When museums become modern PR
I’ve landed companies in the headlines of top-tier business press, launched category-defining products, and even supported the opening of a basketball arena named after a client. Yet, I can confidently say having photographs of a company I work with in a renowned New York City museum is a first for me.
But museums have long been institutions that shape public understanding – where people walk in ready to learn something. That shift in audience mindset matters. The inclusion of GlobalFoundries in a museum like the Cooper Hewitt, dedicated exclusively to design, reflects a growing recognition that advanced manufacturing isn’t just an industrial story, but one of culture, innovation and society.

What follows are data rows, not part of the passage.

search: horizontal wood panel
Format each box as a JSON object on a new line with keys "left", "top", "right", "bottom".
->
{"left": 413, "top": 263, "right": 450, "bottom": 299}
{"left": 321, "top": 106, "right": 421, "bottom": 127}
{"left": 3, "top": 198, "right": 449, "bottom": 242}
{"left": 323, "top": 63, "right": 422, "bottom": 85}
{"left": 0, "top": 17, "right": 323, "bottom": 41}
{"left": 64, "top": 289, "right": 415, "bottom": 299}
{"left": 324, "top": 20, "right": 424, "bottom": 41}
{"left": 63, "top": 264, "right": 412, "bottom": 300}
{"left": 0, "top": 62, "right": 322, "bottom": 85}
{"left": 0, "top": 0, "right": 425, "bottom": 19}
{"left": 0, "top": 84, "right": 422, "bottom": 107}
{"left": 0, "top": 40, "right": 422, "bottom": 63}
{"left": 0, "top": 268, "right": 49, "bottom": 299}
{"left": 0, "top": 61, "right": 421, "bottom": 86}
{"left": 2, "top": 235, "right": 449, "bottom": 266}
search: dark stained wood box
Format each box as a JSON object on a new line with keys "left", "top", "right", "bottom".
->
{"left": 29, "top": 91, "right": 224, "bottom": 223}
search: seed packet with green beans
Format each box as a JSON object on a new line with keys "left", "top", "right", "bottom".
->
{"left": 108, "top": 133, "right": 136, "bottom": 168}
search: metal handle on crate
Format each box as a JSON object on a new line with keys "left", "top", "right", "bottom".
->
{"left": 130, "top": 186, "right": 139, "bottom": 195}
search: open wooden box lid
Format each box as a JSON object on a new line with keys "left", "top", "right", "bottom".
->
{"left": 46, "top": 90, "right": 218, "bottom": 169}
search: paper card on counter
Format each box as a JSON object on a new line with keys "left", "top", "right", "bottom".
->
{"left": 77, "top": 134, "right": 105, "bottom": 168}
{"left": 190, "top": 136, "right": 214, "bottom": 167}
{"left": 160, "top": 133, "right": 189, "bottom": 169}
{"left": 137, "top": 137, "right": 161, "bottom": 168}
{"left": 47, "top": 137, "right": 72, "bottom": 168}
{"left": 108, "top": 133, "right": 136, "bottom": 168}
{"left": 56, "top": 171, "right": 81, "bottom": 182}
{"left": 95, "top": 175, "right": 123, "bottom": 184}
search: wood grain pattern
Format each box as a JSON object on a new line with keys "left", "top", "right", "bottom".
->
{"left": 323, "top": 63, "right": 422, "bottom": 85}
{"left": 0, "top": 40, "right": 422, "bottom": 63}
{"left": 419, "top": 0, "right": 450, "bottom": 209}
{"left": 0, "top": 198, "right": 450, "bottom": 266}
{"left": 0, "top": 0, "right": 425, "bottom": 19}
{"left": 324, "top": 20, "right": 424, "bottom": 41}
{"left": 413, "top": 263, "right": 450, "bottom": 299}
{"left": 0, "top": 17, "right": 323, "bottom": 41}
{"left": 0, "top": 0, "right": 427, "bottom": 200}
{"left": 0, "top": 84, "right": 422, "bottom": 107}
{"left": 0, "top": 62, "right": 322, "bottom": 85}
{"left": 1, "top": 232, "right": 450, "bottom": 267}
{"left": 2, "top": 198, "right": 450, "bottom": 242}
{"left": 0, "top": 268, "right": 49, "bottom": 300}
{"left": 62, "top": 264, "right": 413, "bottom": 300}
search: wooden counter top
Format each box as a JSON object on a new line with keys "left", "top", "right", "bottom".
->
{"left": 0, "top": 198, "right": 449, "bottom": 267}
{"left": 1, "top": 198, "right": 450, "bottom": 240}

By placing semiconductor manufacturing alongside more familiar forms of production, the exhibit builds a new kind of awareness of the industry with those perhaps not as familiar with it. Students, tourists, designers, educators, the curious community of New York City. Most of whom rely on semiconductors every day without ever considering where they come from or how they’re made.
At a time when conversations around domestic manufacturing and supply chain resilience make up the daily news, this kind of cultural integration bridges the gap.
Why it’s worth seeing
In celebration of the nation’s 250th anniversary, the Made in America exhibition is on view at the Cooper Hewitt until September, bringing together more than 70 of Payne’s photographs to illustrate the design ingenuity and innovation of American factories.
If you’re in the area, I’d strongly encourage you to stop by. It’s a rare opportunity to see behind the curtain of industries that typically remain out of sight, and will reshape how you think about the things you use every day.